Bill Caddey and the Coffee Network

23 March 2018

We recently caught up with Belconnen Community Service’s (BCS) Network Coordinator, Bill Caddey for a coffee and a chat.

BCS: What do you do as a network coordinator?

Bill: I drink far too much coffee and talk too much and, in the process, I connect people up to solve problems. I like coming up with ideas and solutions to what are often quite complex issues.

BCS: What sort of problems are you solving?

Bill: They’re often about people having access to support services that they need. This happens because people can’t afford it, they don’t have transport to get to the services, or the system is just too complicated to navigate. Sometimes it’s because they don’t have adequate internet access or it can even be because the forms or instructions are just too hard.  When people face barriers, you have to work around the wall; where there’s a roadblock, I try to create a detour.

BCS: How long have you been at BCS and what did you do before?

Bill: I’ve been at BCS for 18 months. Originally and for 20 years, I was a primary school teacher, living on the South Coast.  I decided I needed a change so I did some Post Graduate study in Outdoor Education. From that I was appointed to a job at Birrigi at Tidbinbilla Nature Reserve. I thought it was the ideal job and that I would be there forever!  Then the 2003 bushfires happened and everything changed. I still had a job but I got sick of walking around in charcoal.  It wasn’t a happy place.

I returned to the classroom for a while but found that it wasn’t for me any more so I looked around for something else. My next job was with the Heart Foundation, working with their walking groups and Jump Rope for Heart.  There I learnt that walking is a great way to solve many of the problems of the world. I was granted a Churchill Fellowship to research ways engage people in walking for recreation, health and transport. I travelled through Europe and there I learnt how to engage people in all sorts of things.

From the Heart foundation, I went to the Smith Family. I did that because I’ve always had an empathy with people who are struggling financially and I think they deserve a fair go.  In that role, I had to do a lot of connecting up of services.

Then this job at BCS came up and I thought, “This is the dream job.” It was an opportunity just too good to miss – and it fits me perfectly. It allows me the chance to explore opportunities and to implement them on the ground.

BCS: What sort of opportunities are you implementing now?

Bill:  Every Chance to Play is a project that I’m excited about. It’s a fund that enables children from low income families to play in local sporting teams. Every Chance to Play was founded in 2017 by a group of people who were concerned about the problem of Canberra kids missing out on sport because of high registration costs. We were convinced that the Canberra community could solve the problem. We founded a charity with the objective of paying 100 sports registrations, across eight sports, in the winter season of 2018. We have a board and network of volunteers includes teachers, lawyers, accountants, sports leaders, broadcasters, community workers, business leaders and full-time parents.
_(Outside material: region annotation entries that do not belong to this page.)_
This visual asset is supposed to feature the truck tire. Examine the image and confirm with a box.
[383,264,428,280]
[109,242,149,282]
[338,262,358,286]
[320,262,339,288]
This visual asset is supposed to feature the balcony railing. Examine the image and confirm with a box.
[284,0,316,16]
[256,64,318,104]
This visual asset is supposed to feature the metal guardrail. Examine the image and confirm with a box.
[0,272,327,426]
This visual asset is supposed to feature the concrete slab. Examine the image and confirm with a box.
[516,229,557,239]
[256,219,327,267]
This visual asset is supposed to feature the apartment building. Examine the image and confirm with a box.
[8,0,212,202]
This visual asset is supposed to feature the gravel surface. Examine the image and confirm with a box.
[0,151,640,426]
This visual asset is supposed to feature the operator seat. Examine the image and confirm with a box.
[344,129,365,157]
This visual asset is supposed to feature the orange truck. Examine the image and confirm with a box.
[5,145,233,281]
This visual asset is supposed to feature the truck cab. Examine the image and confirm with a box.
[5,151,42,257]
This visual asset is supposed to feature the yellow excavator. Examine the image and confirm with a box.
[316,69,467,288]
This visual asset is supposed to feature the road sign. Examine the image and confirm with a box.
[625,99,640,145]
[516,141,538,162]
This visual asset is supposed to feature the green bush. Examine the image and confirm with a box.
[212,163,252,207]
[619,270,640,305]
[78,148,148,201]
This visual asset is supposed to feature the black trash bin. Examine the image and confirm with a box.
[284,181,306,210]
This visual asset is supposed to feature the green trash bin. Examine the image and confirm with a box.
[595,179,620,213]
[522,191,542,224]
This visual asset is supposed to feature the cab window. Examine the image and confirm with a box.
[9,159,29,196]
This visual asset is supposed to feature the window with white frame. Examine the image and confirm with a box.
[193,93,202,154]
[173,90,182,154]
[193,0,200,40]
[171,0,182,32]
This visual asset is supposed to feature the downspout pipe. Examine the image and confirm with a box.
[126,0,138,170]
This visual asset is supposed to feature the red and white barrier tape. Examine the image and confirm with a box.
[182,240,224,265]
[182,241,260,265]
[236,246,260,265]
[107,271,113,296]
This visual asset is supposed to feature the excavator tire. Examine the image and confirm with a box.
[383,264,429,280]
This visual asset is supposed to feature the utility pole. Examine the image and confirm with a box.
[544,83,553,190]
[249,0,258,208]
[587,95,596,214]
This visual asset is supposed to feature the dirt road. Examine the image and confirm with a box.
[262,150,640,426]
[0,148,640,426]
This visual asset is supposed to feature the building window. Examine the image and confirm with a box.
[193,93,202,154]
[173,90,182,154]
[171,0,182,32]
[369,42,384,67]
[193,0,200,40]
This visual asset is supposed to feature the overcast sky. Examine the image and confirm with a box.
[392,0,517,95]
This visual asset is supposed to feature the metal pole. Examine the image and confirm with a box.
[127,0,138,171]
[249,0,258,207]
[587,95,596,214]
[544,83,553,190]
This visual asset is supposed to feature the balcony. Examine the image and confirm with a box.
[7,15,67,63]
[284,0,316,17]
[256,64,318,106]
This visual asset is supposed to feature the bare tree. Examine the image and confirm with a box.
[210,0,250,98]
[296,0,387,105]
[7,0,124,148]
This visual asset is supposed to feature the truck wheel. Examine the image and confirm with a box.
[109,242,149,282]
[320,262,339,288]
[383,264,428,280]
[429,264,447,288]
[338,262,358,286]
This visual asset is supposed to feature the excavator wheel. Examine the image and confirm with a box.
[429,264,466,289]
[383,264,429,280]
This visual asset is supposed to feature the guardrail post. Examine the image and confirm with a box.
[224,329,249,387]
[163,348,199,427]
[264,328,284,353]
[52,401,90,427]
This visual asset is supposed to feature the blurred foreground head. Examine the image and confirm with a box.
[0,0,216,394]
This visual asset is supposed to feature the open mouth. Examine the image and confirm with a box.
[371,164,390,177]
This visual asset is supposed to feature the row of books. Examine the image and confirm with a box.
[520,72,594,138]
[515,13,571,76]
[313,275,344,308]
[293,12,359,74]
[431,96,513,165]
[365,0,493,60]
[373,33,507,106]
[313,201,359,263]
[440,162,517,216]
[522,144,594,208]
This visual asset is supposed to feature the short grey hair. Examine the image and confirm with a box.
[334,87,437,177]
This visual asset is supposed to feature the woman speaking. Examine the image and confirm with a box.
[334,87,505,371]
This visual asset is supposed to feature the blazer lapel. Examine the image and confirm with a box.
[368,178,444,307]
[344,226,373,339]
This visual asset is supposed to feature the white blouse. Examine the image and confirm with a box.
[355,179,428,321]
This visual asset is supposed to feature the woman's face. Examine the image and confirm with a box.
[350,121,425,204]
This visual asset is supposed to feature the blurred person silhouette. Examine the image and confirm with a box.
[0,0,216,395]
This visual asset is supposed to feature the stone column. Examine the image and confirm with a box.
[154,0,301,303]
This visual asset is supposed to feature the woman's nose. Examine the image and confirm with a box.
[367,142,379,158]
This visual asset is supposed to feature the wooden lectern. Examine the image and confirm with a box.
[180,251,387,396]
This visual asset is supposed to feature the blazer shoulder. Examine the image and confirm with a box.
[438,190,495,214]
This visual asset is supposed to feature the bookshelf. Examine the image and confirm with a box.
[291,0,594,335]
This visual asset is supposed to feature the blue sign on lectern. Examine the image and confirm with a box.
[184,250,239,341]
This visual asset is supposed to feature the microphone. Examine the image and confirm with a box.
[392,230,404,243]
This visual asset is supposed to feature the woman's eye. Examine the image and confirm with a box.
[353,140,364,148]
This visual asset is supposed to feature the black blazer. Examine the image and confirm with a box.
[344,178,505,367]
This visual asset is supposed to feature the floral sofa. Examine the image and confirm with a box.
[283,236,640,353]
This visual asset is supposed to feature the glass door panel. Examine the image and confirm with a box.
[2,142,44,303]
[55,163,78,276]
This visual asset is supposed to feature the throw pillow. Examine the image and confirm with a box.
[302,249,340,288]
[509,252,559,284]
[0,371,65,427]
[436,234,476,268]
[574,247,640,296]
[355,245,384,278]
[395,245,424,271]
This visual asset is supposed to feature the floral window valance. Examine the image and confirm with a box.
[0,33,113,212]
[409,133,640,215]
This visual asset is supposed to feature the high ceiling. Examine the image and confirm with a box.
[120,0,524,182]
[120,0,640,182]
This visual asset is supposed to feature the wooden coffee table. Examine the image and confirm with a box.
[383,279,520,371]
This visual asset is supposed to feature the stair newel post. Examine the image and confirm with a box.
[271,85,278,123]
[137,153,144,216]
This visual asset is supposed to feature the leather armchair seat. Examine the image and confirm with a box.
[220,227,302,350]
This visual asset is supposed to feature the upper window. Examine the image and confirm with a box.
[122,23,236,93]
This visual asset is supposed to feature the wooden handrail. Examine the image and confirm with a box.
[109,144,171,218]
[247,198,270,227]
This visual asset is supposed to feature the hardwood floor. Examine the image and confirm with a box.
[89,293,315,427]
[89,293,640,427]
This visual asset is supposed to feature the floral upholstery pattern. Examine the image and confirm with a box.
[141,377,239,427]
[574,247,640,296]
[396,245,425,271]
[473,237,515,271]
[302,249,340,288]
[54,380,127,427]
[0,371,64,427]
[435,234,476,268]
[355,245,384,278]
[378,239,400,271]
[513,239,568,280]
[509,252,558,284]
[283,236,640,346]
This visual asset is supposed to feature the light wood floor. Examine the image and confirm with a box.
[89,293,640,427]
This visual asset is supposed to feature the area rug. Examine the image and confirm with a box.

Another project that’s just getting off the ground is the Voluntary Adult Literacy Tutors (VALT) program with Libraries ACT. This program links adults who have difficulty with reading and writing with a volunteer tutor to help them reach their goals. This project sprang from a conversation with Emma Sckrabei from Ginninderry’s  Spark Training and Employment Program.  She said that she had some people wanting to join her pre-employment programs whose low literacy skills were a barrier to participation. BCS and other organisations around Canberra are referring people to the program and Libraries ACT is providing training and coordination for the volunteers.

BCS: Thanks for the coffee and the chat Bill, you certainly can talk! Can you share one of your favourite quotes for our readers?

Bill: Einstein said, “Imagination is more important than intelligence.” I agree with him.